Se o documentário Will & Harper se chamasse Hareer & Will, tenho certeza que o filme seria bem diferente e não tão condescendente como eu achei que fosse.
Will & Harper é uma bela de uma ideia: “o grande astro de Hollywood” Will Ferrell (como eles repetem ad infinitum no filme meio passivo agressivo), convida sua amiga de 27 anos Harper Steele para fazerem uma viagem de carro pelos EUA para aproximá-los um pouco.
A explicação é que Harper é uma mulher trans, que se transicionou há pouco tempo, e antes era roteirista muito próxima de Will Ferrell, em Saturday Night Live.
Antes de sua transição, Steele gostava de ir a botecos lixo, bar de caminhoneiros e de motoqueiros, gostava de atravessar o país dirigindo caminhões, frequentar lugares bem longe do star system que poderia frequentar se quisesse.
Hoje seus amigos e familiares entendem o porquê. Steele é uma mulher trans, que se incomodava com tudo a sua volta porque viveu no armário até seus 50 e tantos anos de idade.
Ferrell tem a ideia de tentar frequentar esses mesmos lugares com Harper, agora uma mulher trans, lugares que são absolutamente transfóbicos, principalmente nos EUA pós Trump. E lá vão os dois.
Como no filme da Celine Dion, que não me convenceu por ser roteirizado demais, eu aqui super entendo as intenções todas do filme, mas tudo me parece um grande tentativa frustrada de fazerem piadas onde piadas não existem.
Essa roteirização prévia de documentários a nível de falas mesmo, de entrar nos lugares já com ideias prontas de como chamar a atenção das pessoas, como fica claro na sequência do restaurante onde Will vai de Sherlock Holmes, ou no outro restaurante onde Will vai de empresário da Dolly Parton, as coisas soam falsas demais e as tais intenções pra mim vão por água abaixo.
Não tem como uma mulher trans de 60 anos de idade entrar em um bar de motoqueiros, no meio do nada, cheio de placas trumpistas e sair de lá viva se não fosse com uma equipe de câmera junto.
Tá legal, ela entrou, conversou com um povo, foi tranquilo por causa da equipe de câmera mas quando ela chama o Will Ferrell a coisa muda de figura e todo mundo cerca o astro e trata bem sua amiga… porque é amiga do astro.

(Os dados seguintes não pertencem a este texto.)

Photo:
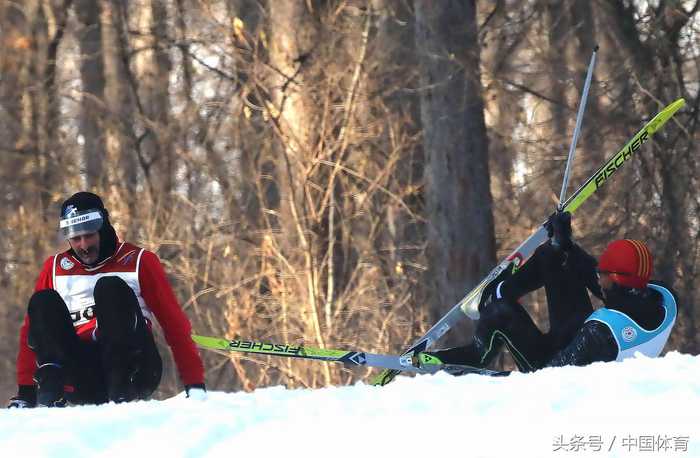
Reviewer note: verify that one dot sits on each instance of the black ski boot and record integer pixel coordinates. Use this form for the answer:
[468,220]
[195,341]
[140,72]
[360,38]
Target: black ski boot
[50,380]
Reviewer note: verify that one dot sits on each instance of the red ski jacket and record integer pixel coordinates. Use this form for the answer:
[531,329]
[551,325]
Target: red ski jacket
[143,272]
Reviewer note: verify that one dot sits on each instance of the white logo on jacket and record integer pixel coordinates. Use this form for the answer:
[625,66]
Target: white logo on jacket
[629,333]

Quando eles lêem os tuítes horrorosos e ofensivos de pessoas que estavam em outros lugares onde eles passaram é de cortar o coração.
O astro de Hollywood está viajando com sua amiga trans de 61 anos de idade para mostrar que ela é uma “pessoa normal” mas em um evento tira fotos e conversa com um governador de estado que aprovou leis LGBTQfóbicas radicais.
Em vários momentos do filme Will chora e se desculpa por tê-la feito passar por situações que eles não imaginaram que passariam.
Fora que os papos deles dentro do carro, enquanto estão na estrada, são muito esquemáticos, sempre assim “bom quero te perguntar uma coisa…” ou “ah, não se ofenda, mas quero te perguntar…”, como se ele estivesse que toda hora explicar pro espectador que ele não sabe o que está fazendo ali nessa situação nova.
A gente já entendeu, Will, tudo é diferente, você está aí pra aprender com sua nova amiga, pra entender sua nova amiga e também está porque quis mostrar para o EUA profundo que ela é um mulher, mas não é bem assim que funciona, como vemos no filme.
Will & Harper pareceu mais um desserviço pra mim do que um documentário de amor e amizade. Infelizmente.